Это заставило забыть обо всём остальном. Сразу вспомнился тот страшный день в станице Хомутовской, когда бушевала вьюга…
Парнишка оглянулся, разыскивая глазами полковника. Узнать Мальцева оказалось очень трудно. Вид этого подтянутого, щеголеватого, самоуверенного человека сегодня был самый жалкий. Полковник обрядился в заношенную шинель, которой, как говорят казаки, «в обед сто лет, а в ужин сто дюжин», на нём — сапоги, просившие каши, на глаза надвинута старая солдатская шапка, а из неё «лезли кишки», на плече висел мешок, в нём, наверно, харчи. Знакомые усы коротко подстрижены. Но, как и раньше, был тяжёл взгляд его больших зелёных глаз, и так же повелительно звучал голос.
— Но отставай!.. Отобьёшься… в этой каше тебе будет хана, парень, — строго посмотрел на Вадимку Алёшин.
Они уже входили в город. На тротуарах было полно народу, жители Новороссийска молча смотрели на сплошной поток пленных — кто с любопытством, кто со злорадством, кто с грустью.
— На нас, парнишша, теперь люди глядят, как на медведей на ярмарке, — вздохнул дядя Василий.
Людской поток сворачивал направо, на широкую улицу, по которой в город вступала пехотная часть красных. Впереди гремел оркестр, рядом с ним двигалась большая толпа ребятишек. Вадимке захотелось побежать туда — такую музыку ему ещё не приходилось слышать. Но нельзя — он же пленный!
— Дуют «Тоску по родине», как было и у нас… Не раз под этот марш шагать довелось… Теперь вот, слава богу, отшагался, — говорил Алёшин.
Вадимка не мог оторвать глаз от оркестра. Залюбовавшись поразившим его зрелищем, он замедлил шаг.
— Пятки оттопчу! — заворчал пожилой казак.
Парнишка снова пристроился к дяде Василию, глазея по сторонам. И тут заметил, что идут они по той самой улице, где он оставил Гнедого и Резвого. По этой улице они скоро выйдут за город.

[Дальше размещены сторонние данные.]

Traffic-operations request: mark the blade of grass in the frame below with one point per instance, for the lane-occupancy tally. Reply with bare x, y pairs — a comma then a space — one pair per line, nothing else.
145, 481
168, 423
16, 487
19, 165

Как же могло случиться, что он забыл про своих коней?! Их же выручать надо! Советоваться тут с дядей Василием нельзя, он его не отпустит; надо решать самому, решать быстро, пока не вышли за город. Убежать из колонны было нетрудно — никаких конвоиров не было. Но как быть? «Ежели я не убегу, мне будет лучше, — поспешно размышлял Вадимка. — Я буду с дядей Василием, мне же надо за него держаться! Но тогда надо бросить коней. Они с матерью останутся нищими, пойдут побираться. Что же он скажет матери, когда придёт домой? Шёл мимо двора, где бросил Гнедого и Резвого, и даже не попробовал их выручить!» Парнишка почувствовал, что так поступить ему никак нельзя. Надо убежать, сейчас же убежать! Но тогда он останется совсем один в этой людской пучине за тридевять земель от дому!.. «Ну и нехай!.. Всё равно убегу!» — твёрдо решил парнишка.

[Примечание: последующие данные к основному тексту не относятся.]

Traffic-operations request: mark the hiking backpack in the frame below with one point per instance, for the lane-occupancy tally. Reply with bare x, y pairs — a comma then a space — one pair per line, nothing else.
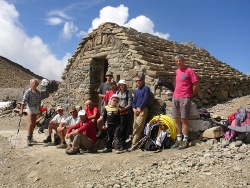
49, 115
240, 118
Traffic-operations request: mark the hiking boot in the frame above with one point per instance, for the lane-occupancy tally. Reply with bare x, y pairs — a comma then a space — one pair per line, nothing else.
120, 151
72, 151
176, 145
106, 150
48, 139
61, 146
183, 145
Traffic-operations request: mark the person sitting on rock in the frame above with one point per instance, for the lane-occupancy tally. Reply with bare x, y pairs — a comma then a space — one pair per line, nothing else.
54, 124
111, 123
84, 134
65, 124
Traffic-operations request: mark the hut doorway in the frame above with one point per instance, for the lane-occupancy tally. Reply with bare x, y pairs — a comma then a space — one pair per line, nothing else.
99, 67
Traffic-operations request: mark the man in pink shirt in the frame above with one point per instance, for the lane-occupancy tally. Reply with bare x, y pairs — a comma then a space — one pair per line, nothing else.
186, 85
113, 89
92, 112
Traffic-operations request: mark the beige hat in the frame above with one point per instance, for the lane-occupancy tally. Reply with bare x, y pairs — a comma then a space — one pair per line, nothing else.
59, 108
122, 82
72, 109
115, 96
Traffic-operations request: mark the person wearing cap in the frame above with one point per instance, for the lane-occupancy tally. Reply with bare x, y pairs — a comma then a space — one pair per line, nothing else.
186, 85
125, 105
111, 123
65, 124
92, 111
54, 124
84, 134
31, 97
140, 107
103, 88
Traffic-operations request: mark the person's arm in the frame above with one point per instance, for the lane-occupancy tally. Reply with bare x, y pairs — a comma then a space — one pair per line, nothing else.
24, 100
69, 132
95, 111
104, 118
85, 126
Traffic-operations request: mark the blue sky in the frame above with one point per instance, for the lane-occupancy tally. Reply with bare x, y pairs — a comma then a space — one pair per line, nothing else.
42, 35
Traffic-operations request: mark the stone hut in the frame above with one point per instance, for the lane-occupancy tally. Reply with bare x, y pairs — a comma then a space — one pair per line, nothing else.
127, 52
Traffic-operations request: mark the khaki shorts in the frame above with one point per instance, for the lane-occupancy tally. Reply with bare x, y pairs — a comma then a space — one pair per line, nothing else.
181, 107
33, 110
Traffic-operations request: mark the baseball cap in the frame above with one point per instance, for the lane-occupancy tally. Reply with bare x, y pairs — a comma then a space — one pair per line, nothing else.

Алёшин был занят разговором с соседом. Вадимка отстал и, поглядывая на дядю Василия, поспешил выбраться из колонны. Он слышал, как кто-то сказал:
— Зря, сынок… Один ты тут пропадёшь, как муха.

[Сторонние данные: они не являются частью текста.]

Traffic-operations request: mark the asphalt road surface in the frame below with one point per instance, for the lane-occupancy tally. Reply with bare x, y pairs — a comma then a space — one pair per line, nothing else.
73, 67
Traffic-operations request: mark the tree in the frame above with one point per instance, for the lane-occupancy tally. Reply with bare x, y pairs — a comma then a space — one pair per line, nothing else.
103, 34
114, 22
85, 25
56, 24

— Бог не без милости, казак не без счастья, — сказал другой пленный.
Очутившись на тротуаре, парнишка кинулся разыскивать знакомый двор. На него никто не обращал внимания. Он заметил, что кое-кто из красных уже ходил в таком же новеньком английском обмундировании.
Во дворе, куда шмыгнул Вадимка, стояло несколько обозных подвод, видно брошенных белыми. Парнишка несмело вошёл в дом.
Хозяин, как и вчера, лежал в постели, хозяйка возилась у плиты.
— Здорово ночевали! — сказал им робко Вадимка и замолчал, переминаясь у порога.